I read a lot of posts convinced that the AI bubble is going to pop and will result in data centres and all the money invested will become wasted.

I think these types of people are only using Chatgpt to ask it about the weather. I don't believe they are involved in anything that actually uses AI in business or functionality.

If you are a coder, you fully well know this technology is not going anywhere. It is far too useful. Getting it to analyze codebases, throwing 20 documents at it to analyze and build something out of it. Then you have all the industries it helps, example legal, customer service, art design etc.

We cannot get enough compute at the moment, AI models are always being quantized and compressed to make them more efficient because it is far to costly to run at full power.

Not to mention robots on the horizon and all the chip and ai requirements they will have.

You might get some AI companies going bust due to competition, but the demand will be transferred to another company.

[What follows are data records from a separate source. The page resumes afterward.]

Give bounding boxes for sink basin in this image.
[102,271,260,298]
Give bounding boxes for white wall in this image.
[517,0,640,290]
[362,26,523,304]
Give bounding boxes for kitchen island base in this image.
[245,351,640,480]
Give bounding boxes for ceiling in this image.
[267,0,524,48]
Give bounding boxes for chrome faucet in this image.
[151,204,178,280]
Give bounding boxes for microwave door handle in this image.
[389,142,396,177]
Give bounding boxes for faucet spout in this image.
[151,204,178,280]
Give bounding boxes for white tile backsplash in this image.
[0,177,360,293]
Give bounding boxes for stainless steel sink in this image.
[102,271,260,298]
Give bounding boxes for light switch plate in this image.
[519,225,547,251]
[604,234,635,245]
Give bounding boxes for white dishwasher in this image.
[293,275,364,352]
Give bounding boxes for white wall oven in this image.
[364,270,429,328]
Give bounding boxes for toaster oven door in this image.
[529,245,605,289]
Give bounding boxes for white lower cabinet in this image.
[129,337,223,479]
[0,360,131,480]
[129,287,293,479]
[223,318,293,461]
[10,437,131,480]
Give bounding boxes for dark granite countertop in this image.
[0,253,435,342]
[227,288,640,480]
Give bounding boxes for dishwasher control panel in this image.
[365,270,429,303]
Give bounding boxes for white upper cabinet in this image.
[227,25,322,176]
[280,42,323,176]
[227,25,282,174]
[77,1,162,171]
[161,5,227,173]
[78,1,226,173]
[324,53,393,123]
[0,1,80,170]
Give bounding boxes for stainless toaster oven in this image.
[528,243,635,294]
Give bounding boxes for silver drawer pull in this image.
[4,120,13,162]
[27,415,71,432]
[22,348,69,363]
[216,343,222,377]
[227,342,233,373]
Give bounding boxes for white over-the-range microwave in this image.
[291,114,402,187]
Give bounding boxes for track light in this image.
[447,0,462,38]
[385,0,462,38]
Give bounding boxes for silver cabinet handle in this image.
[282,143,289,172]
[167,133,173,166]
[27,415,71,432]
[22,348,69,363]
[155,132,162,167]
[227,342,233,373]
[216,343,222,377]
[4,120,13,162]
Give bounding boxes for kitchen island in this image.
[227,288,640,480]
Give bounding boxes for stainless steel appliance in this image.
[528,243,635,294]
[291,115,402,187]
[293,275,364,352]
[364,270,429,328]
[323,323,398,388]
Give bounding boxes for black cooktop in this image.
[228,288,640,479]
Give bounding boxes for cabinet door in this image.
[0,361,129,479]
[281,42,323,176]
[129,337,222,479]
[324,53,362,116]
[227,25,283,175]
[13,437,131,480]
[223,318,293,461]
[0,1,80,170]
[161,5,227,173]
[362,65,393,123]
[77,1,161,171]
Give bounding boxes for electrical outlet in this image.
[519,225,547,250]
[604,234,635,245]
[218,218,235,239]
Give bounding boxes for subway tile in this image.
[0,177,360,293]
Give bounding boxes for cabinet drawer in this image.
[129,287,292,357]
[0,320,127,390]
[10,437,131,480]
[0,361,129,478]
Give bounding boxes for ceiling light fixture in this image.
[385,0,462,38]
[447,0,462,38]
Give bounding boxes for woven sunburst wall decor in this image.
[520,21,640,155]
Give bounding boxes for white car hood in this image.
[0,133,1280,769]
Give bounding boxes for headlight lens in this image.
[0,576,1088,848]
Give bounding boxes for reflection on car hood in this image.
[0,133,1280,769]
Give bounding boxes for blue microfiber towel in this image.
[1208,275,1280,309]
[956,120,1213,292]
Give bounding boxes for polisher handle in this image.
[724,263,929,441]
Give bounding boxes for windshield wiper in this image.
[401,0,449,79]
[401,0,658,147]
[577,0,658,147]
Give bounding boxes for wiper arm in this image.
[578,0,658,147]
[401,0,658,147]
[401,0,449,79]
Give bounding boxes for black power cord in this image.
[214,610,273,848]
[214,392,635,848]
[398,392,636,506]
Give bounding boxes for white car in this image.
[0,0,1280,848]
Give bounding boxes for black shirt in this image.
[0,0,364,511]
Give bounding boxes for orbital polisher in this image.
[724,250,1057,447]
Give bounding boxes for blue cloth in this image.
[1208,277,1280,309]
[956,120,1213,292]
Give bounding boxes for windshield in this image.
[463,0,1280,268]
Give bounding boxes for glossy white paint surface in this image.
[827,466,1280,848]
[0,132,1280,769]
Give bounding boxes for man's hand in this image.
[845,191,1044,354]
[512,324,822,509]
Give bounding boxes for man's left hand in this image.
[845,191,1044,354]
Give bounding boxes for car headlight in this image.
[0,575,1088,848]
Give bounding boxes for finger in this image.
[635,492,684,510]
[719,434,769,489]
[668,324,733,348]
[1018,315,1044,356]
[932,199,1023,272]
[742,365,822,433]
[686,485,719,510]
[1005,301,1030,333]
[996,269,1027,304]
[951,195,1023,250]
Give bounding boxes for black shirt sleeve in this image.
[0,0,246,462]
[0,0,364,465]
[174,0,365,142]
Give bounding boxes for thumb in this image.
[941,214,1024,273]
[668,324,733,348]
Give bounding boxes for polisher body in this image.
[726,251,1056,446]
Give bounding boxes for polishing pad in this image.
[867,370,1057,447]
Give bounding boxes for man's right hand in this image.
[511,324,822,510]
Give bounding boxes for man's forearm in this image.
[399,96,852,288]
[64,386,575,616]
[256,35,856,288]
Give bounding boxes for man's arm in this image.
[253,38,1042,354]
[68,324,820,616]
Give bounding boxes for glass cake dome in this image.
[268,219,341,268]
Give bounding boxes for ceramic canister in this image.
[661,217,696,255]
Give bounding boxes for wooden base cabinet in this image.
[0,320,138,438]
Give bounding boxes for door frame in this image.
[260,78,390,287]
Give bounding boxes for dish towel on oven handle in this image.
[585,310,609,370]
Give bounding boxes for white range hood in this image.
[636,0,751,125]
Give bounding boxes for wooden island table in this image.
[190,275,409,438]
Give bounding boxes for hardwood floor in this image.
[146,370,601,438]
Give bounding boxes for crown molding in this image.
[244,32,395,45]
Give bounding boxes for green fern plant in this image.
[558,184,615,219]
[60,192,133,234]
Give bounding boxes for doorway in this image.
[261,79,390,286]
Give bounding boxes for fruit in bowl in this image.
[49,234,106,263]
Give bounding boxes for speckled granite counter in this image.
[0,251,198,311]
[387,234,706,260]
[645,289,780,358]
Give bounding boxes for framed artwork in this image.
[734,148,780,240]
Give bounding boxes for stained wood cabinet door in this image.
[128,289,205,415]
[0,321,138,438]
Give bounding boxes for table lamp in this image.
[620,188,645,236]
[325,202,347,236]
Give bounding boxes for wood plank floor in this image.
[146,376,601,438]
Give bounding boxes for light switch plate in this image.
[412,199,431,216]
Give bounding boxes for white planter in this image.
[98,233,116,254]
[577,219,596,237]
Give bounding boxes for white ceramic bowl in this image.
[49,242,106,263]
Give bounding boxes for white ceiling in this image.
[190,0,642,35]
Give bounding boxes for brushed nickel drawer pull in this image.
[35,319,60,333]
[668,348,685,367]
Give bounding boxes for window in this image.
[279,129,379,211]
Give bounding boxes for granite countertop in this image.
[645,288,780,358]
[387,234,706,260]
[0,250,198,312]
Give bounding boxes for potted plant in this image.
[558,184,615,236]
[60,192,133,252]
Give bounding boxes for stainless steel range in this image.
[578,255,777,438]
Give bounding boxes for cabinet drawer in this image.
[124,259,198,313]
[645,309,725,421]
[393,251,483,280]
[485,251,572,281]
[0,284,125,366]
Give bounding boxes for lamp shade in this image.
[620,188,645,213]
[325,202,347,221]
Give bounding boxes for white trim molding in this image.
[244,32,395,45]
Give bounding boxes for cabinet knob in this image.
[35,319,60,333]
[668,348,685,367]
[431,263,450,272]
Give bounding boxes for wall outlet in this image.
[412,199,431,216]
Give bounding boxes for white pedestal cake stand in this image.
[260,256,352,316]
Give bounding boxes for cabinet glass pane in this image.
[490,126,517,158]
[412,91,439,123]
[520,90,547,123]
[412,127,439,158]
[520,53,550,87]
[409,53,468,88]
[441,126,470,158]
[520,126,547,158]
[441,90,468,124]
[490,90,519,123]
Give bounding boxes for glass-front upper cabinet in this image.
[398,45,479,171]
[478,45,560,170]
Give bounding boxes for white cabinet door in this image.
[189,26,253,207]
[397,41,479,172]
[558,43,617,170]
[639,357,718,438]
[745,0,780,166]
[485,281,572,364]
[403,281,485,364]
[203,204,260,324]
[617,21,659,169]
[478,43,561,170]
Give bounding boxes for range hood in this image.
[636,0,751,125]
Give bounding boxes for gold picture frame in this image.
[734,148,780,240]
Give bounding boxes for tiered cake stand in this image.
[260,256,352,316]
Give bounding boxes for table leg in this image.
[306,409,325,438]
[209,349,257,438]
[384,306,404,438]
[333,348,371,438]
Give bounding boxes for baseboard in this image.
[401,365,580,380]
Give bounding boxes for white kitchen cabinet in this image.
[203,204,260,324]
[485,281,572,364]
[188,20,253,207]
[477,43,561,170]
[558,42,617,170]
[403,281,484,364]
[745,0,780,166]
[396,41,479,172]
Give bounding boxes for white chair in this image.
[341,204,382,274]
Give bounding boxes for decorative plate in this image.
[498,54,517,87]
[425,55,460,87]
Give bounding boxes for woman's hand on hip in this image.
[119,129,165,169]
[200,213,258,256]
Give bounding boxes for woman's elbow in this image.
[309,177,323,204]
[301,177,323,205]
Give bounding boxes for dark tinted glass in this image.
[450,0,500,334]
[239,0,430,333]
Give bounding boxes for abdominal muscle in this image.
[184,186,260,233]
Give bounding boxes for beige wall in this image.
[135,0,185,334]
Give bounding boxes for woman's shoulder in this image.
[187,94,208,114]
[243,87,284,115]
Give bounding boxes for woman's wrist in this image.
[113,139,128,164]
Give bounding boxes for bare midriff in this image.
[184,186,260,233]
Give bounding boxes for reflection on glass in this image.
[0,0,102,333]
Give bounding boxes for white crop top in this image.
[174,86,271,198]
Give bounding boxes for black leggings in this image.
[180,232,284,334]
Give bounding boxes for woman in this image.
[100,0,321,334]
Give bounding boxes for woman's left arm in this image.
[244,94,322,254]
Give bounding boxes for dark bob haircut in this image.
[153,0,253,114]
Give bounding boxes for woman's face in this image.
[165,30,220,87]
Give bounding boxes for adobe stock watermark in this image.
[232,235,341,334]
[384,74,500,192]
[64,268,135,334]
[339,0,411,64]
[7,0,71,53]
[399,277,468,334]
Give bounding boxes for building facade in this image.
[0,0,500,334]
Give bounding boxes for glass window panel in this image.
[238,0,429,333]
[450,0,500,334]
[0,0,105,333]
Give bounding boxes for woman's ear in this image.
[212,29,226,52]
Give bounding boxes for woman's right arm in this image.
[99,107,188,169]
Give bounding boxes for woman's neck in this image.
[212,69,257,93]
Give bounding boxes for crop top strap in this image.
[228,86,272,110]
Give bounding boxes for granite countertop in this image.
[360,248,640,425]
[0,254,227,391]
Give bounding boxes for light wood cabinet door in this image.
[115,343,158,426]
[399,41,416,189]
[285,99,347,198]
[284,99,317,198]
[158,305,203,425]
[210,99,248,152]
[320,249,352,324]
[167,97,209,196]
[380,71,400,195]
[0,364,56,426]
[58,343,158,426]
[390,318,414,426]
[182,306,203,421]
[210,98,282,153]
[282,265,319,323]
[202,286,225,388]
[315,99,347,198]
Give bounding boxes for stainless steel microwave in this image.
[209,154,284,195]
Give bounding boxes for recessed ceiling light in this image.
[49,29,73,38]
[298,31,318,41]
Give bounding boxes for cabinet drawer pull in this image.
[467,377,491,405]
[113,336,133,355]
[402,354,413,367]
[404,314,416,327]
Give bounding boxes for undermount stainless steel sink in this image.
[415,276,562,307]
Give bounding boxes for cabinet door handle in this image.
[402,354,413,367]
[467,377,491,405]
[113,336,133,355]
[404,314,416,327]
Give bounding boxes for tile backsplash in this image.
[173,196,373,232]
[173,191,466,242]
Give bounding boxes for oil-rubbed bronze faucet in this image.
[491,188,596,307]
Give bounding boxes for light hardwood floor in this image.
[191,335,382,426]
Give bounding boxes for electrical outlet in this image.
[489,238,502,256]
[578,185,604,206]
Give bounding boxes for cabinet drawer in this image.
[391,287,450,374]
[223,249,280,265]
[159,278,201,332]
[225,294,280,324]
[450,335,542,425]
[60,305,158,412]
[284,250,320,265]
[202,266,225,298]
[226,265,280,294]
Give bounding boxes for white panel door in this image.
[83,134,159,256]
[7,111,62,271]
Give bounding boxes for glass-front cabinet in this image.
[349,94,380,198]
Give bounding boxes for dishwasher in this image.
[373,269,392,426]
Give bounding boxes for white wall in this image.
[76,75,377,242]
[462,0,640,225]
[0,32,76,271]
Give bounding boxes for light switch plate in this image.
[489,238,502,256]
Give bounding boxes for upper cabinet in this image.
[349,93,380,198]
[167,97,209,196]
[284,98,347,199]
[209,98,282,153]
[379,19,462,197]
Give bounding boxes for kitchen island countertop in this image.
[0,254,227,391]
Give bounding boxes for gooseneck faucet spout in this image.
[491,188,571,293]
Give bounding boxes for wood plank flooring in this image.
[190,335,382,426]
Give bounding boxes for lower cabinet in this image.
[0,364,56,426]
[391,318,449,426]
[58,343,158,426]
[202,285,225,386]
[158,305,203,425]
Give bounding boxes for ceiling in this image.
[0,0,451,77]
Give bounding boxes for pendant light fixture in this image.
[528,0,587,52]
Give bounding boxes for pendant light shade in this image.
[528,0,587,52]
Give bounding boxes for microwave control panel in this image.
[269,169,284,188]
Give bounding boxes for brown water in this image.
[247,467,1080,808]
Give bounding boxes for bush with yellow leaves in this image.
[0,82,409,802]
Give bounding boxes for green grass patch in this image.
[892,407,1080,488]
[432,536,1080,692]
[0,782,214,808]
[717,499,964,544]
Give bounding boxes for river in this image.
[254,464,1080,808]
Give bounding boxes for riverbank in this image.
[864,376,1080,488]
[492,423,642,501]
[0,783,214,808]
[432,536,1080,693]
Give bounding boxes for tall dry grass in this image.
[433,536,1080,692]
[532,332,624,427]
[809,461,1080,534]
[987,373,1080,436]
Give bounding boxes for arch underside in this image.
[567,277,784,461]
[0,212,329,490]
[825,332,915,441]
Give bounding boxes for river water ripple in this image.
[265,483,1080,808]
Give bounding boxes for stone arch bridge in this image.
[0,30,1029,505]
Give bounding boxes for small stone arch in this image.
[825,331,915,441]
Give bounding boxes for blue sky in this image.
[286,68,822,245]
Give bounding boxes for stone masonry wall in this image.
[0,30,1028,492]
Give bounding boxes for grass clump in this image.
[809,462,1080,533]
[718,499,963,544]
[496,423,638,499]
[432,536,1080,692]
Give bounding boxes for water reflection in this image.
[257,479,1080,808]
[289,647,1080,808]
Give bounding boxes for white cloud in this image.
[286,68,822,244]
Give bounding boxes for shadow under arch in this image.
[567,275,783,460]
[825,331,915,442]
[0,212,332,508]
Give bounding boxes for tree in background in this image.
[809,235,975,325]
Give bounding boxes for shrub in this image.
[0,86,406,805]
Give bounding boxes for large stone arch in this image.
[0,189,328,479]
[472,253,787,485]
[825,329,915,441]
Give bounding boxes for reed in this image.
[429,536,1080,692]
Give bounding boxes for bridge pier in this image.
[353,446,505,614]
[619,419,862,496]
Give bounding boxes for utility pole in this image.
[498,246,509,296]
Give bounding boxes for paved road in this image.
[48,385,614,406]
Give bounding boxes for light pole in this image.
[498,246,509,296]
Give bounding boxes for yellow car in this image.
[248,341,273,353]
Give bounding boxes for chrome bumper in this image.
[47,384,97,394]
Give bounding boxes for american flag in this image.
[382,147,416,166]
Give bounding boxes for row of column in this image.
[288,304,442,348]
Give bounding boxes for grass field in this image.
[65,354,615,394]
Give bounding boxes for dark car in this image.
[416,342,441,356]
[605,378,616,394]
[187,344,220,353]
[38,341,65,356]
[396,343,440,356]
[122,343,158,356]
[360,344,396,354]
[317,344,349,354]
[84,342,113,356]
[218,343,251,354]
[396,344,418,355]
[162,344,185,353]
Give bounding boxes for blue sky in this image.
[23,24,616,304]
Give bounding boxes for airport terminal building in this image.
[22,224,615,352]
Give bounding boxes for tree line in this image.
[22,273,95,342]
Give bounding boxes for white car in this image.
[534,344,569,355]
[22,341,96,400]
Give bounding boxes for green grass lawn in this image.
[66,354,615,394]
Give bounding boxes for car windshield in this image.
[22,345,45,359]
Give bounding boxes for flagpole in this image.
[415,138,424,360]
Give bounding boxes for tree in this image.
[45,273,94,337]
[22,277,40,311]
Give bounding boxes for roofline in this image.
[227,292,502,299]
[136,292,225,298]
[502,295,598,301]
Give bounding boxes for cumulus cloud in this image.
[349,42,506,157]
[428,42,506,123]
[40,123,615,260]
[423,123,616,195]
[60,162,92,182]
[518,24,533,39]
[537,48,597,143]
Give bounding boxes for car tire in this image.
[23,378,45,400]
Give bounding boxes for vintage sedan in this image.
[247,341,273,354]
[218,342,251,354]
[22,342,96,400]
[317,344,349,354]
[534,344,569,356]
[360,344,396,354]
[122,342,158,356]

It is the next industrial revolution. You see the uproar when Chatgpt goes down.

EDIT:
As others have siad we have two definitions of the AI bubble

  1. People that think AI is going away and artists will be back in employment in pre 2020 numbers. I've seen many posts like this in some art focused reddits.

  2. The AI companies financial status. What could actually disrupt this biggly is imagine a super model, like how Deepseek sometimes throws a spanner in the works, if a model can exist to be crazy efficient and we can get SOTA performance on regular gpus?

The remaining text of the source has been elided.